There are few surprises at all in two accounts of experiences that are not uncommon
The play was written by Niamh Denyer, who also plays Donna. The year is 2016. Abortion is illegal in Ireland and the penalties for breaking the law are harsh. Unexpectedly finding herself pregnant from a one-night stand she seeks the popular solution of taking a day-return flight to London and a visit to the Marie Stopes clinic for a termination. She entrusts her secret to her friend but deciding what to do with her mother raises the whole vexed history of the abortion debate in the Republic and family ties.
In stark contrast, Darren (Sammy Johnson) is overjoyed with his wife’s pregnancy and the prospect of becoming a father for the first time. However, he has his own difficulty to confront. At school he had been infatuated with a boy he once kissed. They went their own ways: the boy declared his sexuality and became a success in the city; Darren remained in the closet, married and became a taxi driver. A chance cab booking reunites them and creates emotional mayhem for Darren.

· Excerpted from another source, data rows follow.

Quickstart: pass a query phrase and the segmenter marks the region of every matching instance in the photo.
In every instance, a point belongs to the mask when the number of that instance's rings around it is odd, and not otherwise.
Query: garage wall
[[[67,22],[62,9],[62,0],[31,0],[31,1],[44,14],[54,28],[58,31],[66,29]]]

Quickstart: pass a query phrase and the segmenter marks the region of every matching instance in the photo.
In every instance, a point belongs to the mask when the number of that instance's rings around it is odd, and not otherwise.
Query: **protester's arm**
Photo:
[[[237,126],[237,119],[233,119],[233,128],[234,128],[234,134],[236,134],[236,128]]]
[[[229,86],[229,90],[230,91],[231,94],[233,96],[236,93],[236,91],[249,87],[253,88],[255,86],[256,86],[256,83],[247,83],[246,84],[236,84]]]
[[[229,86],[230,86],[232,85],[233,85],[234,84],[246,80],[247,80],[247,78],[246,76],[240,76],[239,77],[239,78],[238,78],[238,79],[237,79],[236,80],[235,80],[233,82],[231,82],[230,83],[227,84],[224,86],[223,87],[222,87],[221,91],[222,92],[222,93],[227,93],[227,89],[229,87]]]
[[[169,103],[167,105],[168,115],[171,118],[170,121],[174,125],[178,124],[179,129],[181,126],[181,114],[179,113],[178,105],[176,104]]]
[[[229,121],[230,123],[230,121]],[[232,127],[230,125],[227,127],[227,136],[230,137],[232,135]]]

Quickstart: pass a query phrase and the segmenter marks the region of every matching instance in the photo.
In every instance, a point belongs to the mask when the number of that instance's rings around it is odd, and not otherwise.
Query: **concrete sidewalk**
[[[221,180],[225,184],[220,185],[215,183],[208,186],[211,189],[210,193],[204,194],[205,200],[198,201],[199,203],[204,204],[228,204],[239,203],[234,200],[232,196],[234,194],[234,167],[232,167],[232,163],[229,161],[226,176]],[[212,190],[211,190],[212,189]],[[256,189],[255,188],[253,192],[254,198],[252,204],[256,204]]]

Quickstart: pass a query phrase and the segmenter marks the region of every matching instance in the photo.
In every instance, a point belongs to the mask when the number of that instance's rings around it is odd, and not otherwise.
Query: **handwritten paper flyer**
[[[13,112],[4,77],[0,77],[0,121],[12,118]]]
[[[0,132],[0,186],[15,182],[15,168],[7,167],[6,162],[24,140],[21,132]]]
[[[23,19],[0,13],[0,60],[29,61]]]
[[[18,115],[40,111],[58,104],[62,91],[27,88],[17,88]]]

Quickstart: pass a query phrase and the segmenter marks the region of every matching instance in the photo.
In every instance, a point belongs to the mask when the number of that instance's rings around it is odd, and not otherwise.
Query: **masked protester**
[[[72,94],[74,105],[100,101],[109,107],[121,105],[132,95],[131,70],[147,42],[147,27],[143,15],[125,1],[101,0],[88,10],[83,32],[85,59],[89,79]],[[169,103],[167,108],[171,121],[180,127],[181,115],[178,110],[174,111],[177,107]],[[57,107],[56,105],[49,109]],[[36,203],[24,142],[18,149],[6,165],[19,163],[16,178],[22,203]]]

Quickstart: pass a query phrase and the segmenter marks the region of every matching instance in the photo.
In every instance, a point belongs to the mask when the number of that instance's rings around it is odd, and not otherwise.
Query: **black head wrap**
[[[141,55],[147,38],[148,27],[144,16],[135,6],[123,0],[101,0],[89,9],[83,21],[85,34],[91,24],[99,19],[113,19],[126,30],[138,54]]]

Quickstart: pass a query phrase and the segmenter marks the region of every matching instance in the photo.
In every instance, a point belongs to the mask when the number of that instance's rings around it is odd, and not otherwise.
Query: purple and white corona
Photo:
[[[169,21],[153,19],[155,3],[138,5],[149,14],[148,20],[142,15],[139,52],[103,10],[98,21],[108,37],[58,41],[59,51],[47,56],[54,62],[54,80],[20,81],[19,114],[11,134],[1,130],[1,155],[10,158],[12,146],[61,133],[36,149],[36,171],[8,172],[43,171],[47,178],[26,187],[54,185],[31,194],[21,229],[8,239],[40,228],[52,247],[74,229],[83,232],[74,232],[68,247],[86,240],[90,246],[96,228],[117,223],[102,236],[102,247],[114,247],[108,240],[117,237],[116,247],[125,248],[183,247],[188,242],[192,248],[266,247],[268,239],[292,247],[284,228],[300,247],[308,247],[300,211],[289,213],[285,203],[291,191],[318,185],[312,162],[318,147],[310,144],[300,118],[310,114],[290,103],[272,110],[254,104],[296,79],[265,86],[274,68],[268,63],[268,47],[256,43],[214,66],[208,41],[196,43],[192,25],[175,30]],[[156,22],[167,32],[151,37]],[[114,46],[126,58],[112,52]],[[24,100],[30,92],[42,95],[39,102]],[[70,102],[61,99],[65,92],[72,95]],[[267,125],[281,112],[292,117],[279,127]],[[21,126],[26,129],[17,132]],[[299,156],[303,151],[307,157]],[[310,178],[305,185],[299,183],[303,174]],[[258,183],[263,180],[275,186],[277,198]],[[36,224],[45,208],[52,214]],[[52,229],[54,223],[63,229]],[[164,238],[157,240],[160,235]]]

It’s another taxi ride that brings the two stories together after Donna’s flight lands. Having already heard Darren’s story in full, this comes as no surprise once we know of her plans. Indeed, there are few surprises at all in two accounts of experiences that are not uncommon. Johnson relates his story with some humour and rattles through events and the various emotional responses they elicit in the style that Darren developed in order to fit in with the macho society that surrounds him. Following on, Denyer ups the laughter and energy giving the feeling her performance might turn into a one-woman comedy stand, but she appropriately lowers the tempo and eases off the wit when dealing with the serious matters that Donna has to confront.
The piece finishes neatly and perhaps a little abruptly with a sense of, ‘Is that it?' and ‘So what?’